上京的夜,总是多彩的夜,从来不会是单调的一片漆黑。
惠水两岸的酒楼与道路,早已张灯结彩,用各色的光辉映照着那晃动的水面。
事实上,今晚已不存在最后一场比试,陆怜生伤势过重,尚在那青竹源中疗养。
至于同样昏迷的赵谦君,此刻伤势已然痊愈,清醒了过来。
他从长青学院为其安排的酒楼房间走出,远远望了眼夜空中那散发着光辉的榜单,发现自己的名字赫然出现在其中。
赵谦君自嘲地摇了摇头,暗暗想到,看来我的想法已然被那姑娘参透。她废我乃是合乎情理,事后又是治我,又是认输,应该是让我自行体会她的用意。
她所行是想为陆兄扫除春试的阻碍,那么对其而言,我已不会对陆兄产生威胁。
这是场赤裸裸的交易,她还我健康之躯,使我展示极致之剑,目的则是让我亲自将陆兄送上胜者的高台。

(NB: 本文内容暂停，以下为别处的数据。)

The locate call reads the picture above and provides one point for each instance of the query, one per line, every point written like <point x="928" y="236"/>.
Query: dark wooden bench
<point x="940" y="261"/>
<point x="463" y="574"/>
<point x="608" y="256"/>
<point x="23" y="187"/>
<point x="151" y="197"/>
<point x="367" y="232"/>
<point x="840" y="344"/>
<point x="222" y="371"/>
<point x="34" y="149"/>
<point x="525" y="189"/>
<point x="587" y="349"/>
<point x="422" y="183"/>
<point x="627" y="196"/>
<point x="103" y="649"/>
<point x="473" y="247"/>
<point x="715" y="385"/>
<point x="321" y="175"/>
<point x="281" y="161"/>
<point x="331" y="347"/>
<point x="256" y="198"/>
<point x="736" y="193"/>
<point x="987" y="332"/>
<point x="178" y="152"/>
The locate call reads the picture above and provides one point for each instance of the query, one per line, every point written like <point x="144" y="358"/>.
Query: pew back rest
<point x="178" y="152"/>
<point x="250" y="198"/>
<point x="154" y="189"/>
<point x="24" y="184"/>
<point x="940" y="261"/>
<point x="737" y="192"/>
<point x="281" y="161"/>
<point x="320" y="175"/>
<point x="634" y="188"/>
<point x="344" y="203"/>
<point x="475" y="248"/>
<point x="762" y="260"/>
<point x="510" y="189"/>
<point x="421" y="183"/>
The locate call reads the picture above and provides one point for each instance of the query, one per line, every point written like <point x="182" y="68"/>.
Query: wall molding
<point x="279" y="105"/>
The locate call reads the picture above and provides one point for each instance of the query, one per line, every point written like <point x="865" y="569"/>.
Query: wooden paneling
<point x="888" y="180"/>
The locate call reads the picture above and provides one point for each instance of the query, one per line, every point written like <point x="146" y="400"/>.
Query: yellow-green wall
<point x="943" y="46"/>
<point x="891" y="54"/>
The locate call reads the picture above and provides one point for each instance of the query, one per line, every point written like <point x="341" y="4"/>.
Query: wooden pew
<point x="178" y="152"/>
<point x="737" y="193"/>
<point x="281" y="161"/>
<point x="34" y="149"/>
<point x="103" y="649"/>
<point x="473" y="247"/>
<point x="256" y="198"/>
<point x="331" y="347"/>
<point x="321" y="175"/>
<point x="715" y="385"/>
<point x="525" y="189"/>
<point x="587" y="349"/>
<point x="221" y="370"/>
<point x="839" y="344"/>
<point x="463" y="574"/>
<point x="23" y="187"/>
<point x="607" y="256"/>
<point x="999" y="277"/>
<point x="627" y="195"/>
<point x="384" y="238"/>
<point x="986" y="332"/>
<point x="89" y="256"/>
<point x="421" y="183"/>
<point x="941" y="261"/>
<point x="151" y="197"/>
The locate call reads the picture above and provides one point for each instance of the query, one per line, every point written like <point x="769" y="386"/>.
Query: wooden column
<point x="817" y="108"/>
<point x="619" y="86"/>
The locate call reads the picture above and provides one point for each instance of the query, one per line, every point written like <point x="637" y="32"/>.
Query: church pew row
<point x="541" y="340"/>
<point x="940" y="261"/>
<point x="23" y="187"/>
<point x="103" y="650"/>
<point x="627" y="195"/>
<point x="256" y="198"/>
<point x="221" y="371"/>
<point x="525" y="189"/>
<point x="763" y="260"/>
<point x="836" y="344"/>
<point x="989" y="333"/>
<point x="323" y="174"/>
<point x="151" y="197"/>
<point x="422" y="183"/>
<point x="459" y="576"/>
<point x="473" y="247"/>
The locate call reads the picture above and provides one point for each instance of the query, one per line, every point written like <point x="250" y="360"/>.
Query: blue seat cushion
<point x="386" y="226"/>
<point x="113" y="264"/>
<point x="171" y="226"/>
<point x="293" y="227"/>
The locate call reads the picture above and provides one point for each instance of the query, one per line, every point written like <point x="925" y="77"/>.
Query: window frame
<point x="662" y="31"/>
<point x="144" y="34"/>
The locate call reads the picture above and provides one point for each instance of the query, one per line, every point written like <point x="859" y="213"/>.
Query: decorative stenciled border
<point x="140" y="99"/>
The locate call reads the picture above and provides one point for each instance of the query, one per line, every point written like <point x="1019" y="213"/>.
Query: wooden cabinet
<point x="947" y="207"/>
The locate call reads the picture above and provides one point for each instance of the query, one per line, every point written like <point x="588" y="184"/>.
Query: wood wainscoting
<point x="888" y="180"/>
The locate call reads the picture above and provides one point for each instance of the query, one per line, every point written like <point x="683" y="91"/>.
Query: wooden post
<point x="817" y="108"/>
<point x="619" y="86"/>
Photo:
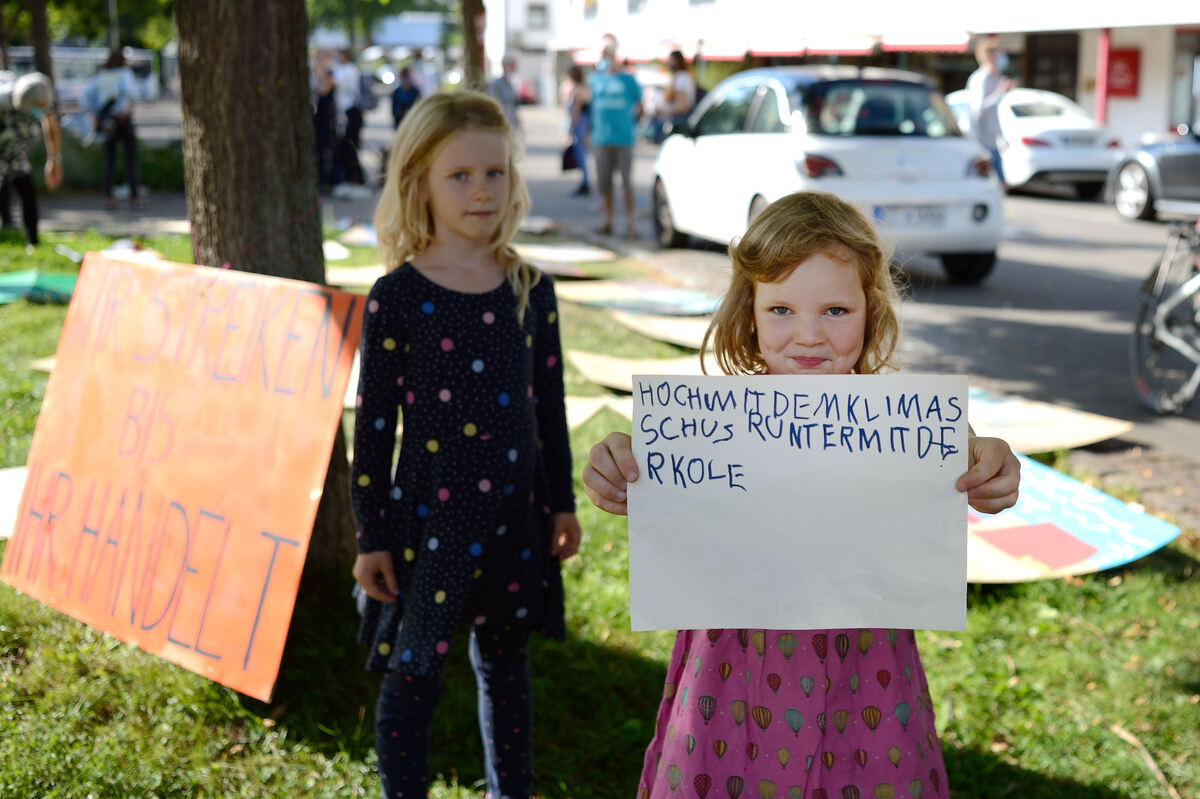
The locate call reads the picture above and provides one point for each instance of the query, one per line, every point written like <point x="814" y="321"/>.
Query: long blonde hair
<point x="403" y="224"/>
<point x="790" y="230"/>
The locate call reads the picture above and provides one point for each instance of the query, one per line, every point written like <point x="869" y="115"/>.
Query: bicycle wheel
<point x="1165" y="348"/>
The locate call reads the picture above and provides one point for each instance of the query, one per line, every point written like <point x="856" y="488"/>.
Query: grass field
<point x="1084" y="688"/>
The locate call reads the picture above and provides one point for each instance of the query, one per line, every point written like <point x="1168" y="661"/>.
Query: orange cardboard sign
<point x="179" y="457"/>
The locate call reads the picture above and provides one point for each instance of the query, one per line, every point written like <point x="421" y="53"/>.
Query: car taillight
<point x="819" y="166"/>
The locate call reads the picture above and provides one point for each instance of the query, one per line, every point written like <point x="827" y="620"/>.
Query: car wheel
<point x="1090" y="190"/>
<point x="757" y="205"/>
<point x="664" y="224"/>
<point x="969" y="268"/>
<point x="1132" y="193"/>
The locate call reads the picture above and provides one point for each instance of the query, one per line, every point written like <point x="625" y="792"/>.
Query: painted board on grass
<point x="179" y="458"/>
<point x="798" y="502"/>
<point x="641" y="296"/>
<point x="1031" y="426"/>
<point x="1059" y="527"/>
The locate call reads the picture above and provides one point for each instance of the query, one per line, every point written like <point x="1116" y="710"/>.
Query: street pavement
<point x="1163" y="476"/>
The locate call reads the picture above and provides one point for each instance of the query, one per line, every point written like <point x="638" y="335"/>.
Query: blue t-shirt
<point x="615" y="98"/>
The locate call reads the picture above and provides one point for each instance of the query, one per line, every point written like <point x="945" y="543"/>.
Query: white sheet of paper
<point x="798" y="502"/>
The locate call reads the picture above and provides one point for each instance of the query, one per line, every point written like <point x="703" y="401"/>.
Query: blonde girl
<point x="461" y="338"/>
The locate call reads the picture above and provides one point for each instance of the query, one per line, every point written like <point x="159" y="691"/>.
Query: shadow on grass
<point x="594" y="707"/>
<point x="982" y="775"/>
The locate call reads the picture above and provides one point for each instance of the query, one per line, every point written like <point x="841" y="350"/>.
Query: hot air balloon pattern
<point x="903" y="714"/>
<point x="894" y="756"/>
<point x="795" y="720"/>
<point x="868" y="736"/>
<point x="841" y="646"/>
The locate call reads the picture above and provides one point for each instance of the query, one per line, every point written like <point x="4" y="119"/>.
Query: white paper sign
<point x="798" y="502"/>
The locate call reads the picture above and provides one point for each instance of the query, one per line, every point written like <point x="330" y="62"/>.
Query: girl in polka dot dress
<point x="461" y="340"/>
<point x="801" y="714"/>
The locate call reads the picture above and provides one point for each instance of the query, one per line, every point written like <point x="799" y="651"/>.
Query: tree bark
<point x="250" y="169"/>
<point x="41" y="36"/>
<point x="473" y="43"/>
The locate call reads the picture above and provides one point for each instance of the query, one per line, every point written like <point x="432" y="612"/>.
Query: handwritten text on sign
<point x="179" y="458"/>
<point x="798" y="502"/>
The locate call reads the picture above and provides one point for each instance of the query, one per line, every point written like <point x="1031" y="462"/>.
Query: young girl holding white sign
<point x="801" y="713"/>
<point x="462" y="336"/>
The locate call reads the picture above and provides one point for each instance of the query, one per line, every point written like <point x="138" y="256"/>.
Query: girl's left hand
<point x="994" y="474"/>
<point x="564" y="540"/>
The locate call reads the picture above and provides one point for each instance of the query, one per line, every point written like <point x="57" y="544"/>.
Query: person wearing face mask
<point x="985" y="88"/>
<point x="25" y="114"/>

这份被其用强硬手段,制造出的恩情,如今赵谦君已是不得不还。
“这姑娘,真是算得准人心。我若稍稍愚笨些,这一切岂不是为我做了嫁衣。”
赵谦君说着,背朝着灯火通明的街道,渐渐走出惠水河畔,消失在了清凉的夜风中。
今夜,不在,不再。
柳青黄叹了口气,道:“如此华丽的浮台,也将成为赵谦君荣登榜首之地。可惜了,我家怜生伤势太重,白让这霆山少宗主捡了便宜。这春试规矩早该改改了,哪能把比试安排得如此紧凑?”
顾西辞罕见地应和了柳青黄一声,这两位院长虽常常不对付,但他同样也希望这最后一场比试能够缓缓。
因为此刻的惠水河畔,不论是岸边的百姓,还是倚靠在酒楼窗边的大人物,无不翘首以盼,对这终局之战达到了前所未有的期盼。
“如今陆怜生的名声也是水涨船高,多少人盼着他能再次越境胜敌,创造奇迹。只怕陆怜生无法前来应战,届时两岸百姓情绪不稳,遭受口诛笔伐的还是我等。”顾西辞幽幽说到。
柳青黄俯到顾西辞耳边,轻声说到:“听说那焚阳骄子也醒了,不如把他叫来,让他俩一决胜负吧,也算是顺了民意。”
顾西辞送还了一个白眼,道:“那张阳可是焚阳宗的宝贝,今日他受了如此重伤,人家焚阳宗没闹事便不错了,你还来添乱。就算那孩子能答应,焚阳宗的长老也万万不会答应。”
柳青黄讪讪退至一旁,嘟囔了一句:“真是娇生惯养。”
比试开始时,缺席之人,则视为弃考。这春试第三场,刻意将赛程安排的吃紧,为的便是让考生感受修行的艰难与残酷,先前也早有数人因伤势过重放弃。
毫无疑问,陆怜生也将成为其中一人。
“最后一场,桑院陆怜生对战霆山赵谦君!”
惠水两岸,无数的看客早已翘首以盼,他们期待着陆怜生能再次归来,带给他们新的惊喜。但往往期望越大,失望越大。
映萤的声音在夜色中消散许久,依然不见一人登台。
陆怜生没来,赵谦君同样也没来。
当第一句抱怨从人群中传出,刹那间无数的怨声与质疑声爆发而来。众所周知,情绪是会传染的,失望产生的负面情绪,难保不会令泱泱群众做出什么过激之举。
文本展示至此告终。